Yarımız erkek, diğer yarımız kadın!

 
Kim kadın hakkı arayabilir, kim arayamaz?
Kadın hakkı aramak için kadın mı olmalı, yoksa duyarlı insan olmak yeterlimidir.
Kadın hakkı arayan erkeklere nasıl bakılır?
Ülkemizde bu sorular sürekli cevabı verilemeyen sorular olmuştur.
Genellikle birçok erkek kadın hakkı aramanın insan hakkı aramak olduğunu unutur veya öyle sayıp kendilerini bu platform dışına taşımaya çalışırlar
Peki, kadın hakkı aramak için kadın olmak yeterlimi?

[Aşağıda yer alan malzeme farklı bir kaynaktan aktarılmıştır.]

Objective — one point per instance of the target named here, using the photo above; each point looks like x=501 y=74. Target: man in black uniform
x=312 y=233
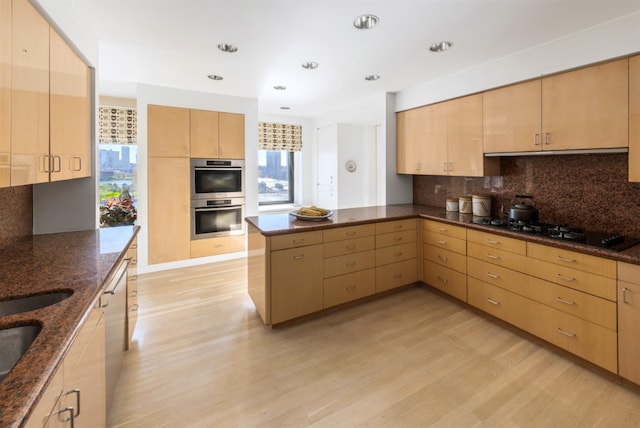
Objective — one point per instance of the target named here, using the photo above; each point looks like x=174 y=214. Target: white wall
x=149 y=94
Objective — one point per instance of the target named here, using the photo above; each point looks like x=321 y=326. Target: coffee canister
x=464 y=205
x=481 y=205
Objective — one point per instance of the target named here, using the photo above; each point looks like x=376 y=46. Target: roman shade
x=279 y=136
x=117 y=125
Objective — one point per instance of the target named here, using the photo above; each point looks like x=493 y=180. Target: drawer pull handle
x=566 y=302
x=566 y=333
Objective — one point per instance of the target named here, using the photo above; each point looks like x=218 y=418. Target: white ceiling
x=173 y=43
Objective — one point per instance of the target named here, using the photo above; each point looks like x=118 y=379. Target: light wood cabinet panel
x=512 y=118
x=168 y=132
x=629 y=321
x=586 y=108
x=70 y=127
x=204 y=134
x=296 y=282
x=169 y=218
x=231 y=136
x=634 y=118
x=5 y=93
x=29 y=96
x=352 y=286
x=445 y=279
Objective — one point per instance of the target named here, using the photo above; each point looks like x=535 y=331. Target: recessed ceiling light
x=310 y=65
x=366 y=22
x=440 y=46
x=227 y=47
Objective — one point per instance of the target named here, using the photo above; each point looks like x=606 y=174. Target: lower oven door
x=213 y=218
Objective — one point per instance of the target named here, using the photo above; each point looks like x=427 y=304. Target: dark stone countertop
x=280 y=224
x=80 y=262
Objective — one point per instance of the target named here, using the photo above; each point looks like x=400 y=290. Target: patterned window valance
x=278 y=136
x=118 y=125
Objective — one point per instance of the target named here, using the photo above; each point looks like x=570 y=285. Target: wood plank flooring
x=203 y=358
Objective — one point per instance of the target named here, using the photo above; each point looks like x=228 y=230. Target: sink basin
x=14 y=342
x=25 y=304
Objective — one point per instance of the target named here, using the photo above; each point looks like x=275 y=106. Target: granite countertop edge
x=81 y=262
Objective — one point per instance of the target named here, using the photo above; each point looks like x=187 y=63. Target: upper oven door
x=217 y=178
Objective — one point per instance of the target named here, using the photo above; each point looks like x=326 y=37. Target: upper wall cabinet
x=581 y=109
x=444 y=139
x=634 y=118
x=217 y=135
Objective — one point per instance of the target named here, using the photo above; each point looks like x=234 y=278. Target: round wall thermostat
x=351 y=166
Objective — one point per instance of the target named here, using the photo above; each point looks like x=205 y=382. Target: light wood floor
x=203 y=358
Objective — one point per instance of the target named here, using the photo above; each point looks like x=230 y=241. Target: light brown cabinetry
x=629 y=321
x=581 y=109
x=634 y=118
x=444 y=249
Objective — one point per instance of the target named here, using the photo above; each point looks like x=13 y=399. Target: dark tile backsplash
x=16 y=213
x=589 y=191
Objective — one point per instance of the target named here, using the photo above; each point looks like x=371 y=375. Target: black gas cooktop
x=562 y=232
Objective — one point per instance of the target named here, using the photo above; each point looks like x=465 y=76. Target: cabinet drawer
x=396 y=275
x=500 y=242
x=455 y=261
x=497 y=256
x=445 y=279
x=352 y=286
x=573 y=278
x=348 y=232
x=388 y=239
x=293 y=240
x=348 y=246
x=396 y=226
x=394 y=254
x=572 y=259
x=446 y=242
x=340 y=265
x=444 y=229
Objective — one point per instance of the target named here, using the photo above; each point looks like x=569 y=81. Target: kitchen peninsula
x=297 y=268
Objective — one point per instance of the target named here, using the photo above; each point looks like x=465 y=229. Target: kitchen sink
x=25 y=304
x=14 y=342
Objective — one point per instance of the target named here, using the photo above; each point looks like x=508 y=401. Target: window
x=275 y=177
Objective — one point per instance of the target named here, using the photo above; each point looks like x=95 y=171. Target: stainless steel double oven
x=217 y=198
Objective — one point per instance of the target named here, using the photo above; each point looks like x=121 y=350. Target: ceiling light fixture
x=366 y=22
x=440 y=46
x=227 y=47
x=310 y=65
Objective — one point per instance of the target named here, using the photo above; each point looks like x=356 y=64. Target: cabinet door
x=231 y=136
x=29 y=96
x=586 y=108
x=296 y=282
x=5 y=93
x=167 y=131
x=204 y=134
x=512 y=118
x=169 y=210
x=70 y=142
x=629 y=331
x=634 y=118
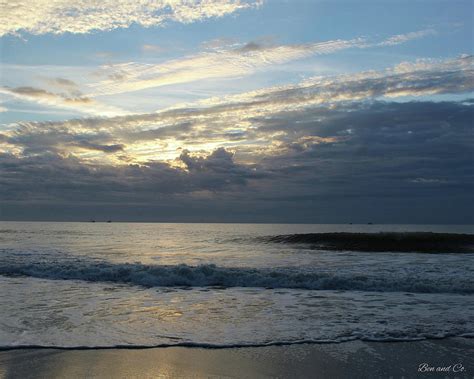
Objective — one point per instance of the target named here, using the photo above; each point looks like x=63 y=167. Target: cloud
x=243 y=122
x=218 y=63
x=147 y=48
x=224 y=59
x=85 y=16
x=72 y=98
x=327 y=163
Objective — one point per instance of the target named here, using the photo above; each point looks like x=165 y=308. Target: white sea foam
x=212 y=276
x=71 y=314
x=215 y=285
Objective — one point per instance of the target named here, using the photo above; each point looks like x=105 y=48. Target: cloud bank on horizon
x=230 y=125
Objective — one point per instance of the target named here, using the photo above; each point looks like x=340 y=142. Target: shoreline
x=354 y=359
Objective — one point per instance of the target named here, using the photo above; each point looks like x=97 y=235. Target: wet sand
x=356 y=359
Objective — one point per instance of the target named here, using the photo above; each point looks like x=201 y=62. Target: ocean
x=214 y=285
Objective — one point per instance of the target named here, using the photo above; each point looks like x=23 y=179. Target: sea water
x=132 y=284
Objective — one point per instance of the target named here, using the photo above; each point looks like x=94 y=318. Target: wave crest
x=426 y=242
x=226 y=277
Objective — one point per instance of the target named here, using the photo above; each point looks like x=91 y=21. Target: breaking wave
x=425 y=242
x=226 y=277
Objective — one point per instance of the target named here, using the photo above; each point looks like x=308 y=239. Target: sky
x=302 y=111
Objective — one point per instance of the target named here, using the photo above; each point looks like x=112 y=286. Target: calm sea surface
x=109 y=284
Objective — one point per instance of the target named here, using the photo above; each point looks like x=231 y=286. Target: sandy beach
x=356 y=359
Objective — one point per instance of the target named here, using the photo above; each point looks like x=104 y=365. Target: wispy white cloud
x=85 y=16
x=222 y=62
x=244 y=122
x=73 y=100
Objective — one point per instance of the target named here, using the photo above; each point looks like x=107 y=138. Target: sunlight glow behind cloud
x=85 y=16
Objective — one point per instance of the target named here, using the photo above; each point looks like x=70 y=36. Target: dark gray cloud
x=357 y=162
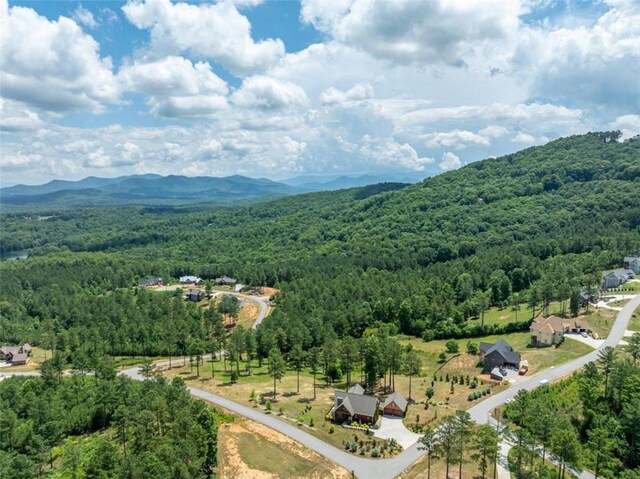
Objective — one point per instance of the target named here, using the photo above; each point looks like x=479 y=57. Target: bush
x=452 y=346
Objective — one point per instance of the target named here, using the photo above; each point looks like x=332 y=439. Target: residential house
x=574 y=326
x=616 y=278
x=190 y=279
x=546 y=331
x=20 y=359
x=395 y=405
x=355 y=406
x=145 y=283
x=194 y=294
x=16 y=355
x=498 y=354
x=632 y=263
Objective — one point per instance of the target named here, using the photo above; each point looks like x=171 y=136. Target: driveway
x=392 y=427
x=390 y=468
x=594 y=343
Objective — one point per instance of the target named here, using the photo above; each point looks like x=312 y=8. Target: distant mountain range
x=339 y=182
x=151 y=189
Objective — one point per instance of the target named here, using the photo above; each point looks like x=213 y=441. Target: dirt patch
x=242 y=441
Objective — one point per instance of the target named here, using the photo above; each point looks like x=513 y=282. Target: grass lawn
x=630 y=287
x=289 y=406
x=505 y=315
x=634 y=324
x=248 y=449
x=469 y=469
x=600 y=321
x=527 y=471
x=38 y=355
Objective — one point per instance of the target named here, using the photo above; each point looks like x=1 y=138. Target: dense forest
x=425 y=260
x=104 y=426
x=530 y=227
x=589 y=421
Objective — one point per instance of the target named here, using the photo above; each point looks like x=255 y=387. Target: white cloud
x=525 y=138
x=359 y=92
x=598 y=64
x=267 y=93
x=493 y=131
x=52 y=65
x=450 y=161
x=629 y=125
x=177 y=88
x=407 y=31
x=214 y=31
x=84 y=17
x=456 y=139
x=14 y=117
x=391 y=153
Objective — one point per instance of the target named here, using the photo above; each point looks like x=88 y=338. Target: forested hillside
x=102 y=427
x=533 y=227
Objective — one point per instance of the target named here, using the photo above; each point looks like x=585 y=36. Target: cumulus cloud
x=456 y=139
x=525 y=138
x=361 y=91
x=450 y=161
x=629 y=125
x=391 y=153
x=176 y=87
x=52 y=65
x=84 y=17
x=14 y=117
x=410 y=32
x=214 y=31
x=597 y=64
x=267 y=93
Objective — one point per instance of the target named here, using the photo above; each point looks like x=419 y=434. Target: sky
x=277 y=89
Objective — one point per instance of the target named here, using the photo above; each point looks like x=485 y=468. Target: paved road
x=264 y=308
x=390 y=468
x=480 y=412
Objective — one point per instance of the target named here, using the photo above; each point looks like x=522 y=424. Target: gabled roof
x=398 y=399
x=551 y=324
x=360 y=404
x=619 y=273
x=356 y=389
x=19 y=357
x=190 y=279
x=225 y=279
x=502 y=348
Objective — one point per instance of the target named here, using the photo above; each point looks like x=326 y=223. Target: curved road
x=264 y=308
x=390 y=468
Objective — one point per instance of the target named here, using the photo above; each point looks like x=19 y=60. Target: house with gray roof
x=16 y=355
x=632 y=263
x=145 y=283
x=616 y=277
x=498 y=354
x=194 y=294
x=395 y=405
x=355 y=406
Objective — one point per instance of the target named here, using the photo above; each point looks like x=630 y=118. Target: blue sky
x=284 y=88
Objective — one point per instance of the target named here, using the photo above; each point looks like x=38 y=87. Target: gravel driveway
x=391 y=427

“Sosyalistler, kadının hakkını proleter kimliğiyle aramaya çalışırken, radikal feministler cinsiyet eşitliği adına cinsiyet kavramını reddederek insan kavramı altında iki cinsi birleştirme yoluna gittiler. Yahut aşırı ötekiliğin kurbanı olarak bütün rolleri üstlenmek zorunda kaldılar. Birçok hakkı elde ederken ötekiliklerini kaybettiler”. İşte böyle diyor Jean Baudrillard.
Senenin 365 gün olduğunu unutan, sadece 3–5 gününde kadın hakkı aramak diye ortaya çıkan, cinsiyeti dişi olup kadınlıkla başka hiçbir özdeşliği olmayan çeşitli dernek cemiyet gibi kurumların lokallerinde konken oynayıp kahve falı bakan kadın hakkı savunuculuğuna soyunmuş kadınların; “değil kadın hakkı hiçbir hak aramak” diye bir dertleri yoktur. Bunlar sadece ilgi çekmek amaçlı olup hak nedir onu dahi bilmezler!
Bahsettiğimiz kadınlar boşuna kadın sorunlarına çözüm aramaya kalmasınlar çünkü kendileri sorun olurlar.
Kadın cinsiyetten evvel insan olma özelliğine kattığı üreticilik hallerine her gün yeni bir takım olgular katmaya devam ederken hak arayıcısı konkencilerin vede kahve falcılarının bu işi dillerine pelesenk yapmaları kadınlar adına züldür.
Birçok yörede kadın tarlada bahçede çalışırken erkek kahvede piştisini dominosunu oynayıp sıcak demli çayını içmektedir.
Anne çocuğu belli bir süre karnında taşıdıktan sonra ergen olana kadar halen onun her şeyiyle ilgilenip sorumluluğunu taşırken baba akşam meyhaneden ağzı kokarak gelir. Daha buna benzer yüzlerce olay.
Kadın töredir uyulması gereken, suçtur sırtına yüklenen, kadın haksızdır haklı davasında, kurbanıdır törelerin ve en yakın akrabaları tarafından öldürülür.
Her şeye rağmen kadın birçok yerde sadece hiçtir, kadın var edilmedikçe de aşağıdaki tablo yukarıdaki tablo devam edecektir.
Birleşmiş Milletler tarafından yapılan bir araştırmaya göre;
  1. Dünyadaki işlerin yüzde 66’sı kadınlar tarafından görülüyor.
  2. Buna karşın kadınlar dünyadaki toplam gelirin ancak yüzde 10’una sahipler.
  3. Dünya’daki mal varlığının ise sadece yüzde birine sahipler.
Başka bir değişle dünyadaki işlerin yüzde 34’ü erkekler tarafından görülüyor fakat biz erkekler dünyadaki toplam gelirin yüzde 90’ına ve toplam mal varlığının yüzde 99’una sahiptirler!
İşin garibi her şeye rağmen Dünya nüfusunun yarısı halen kadındır!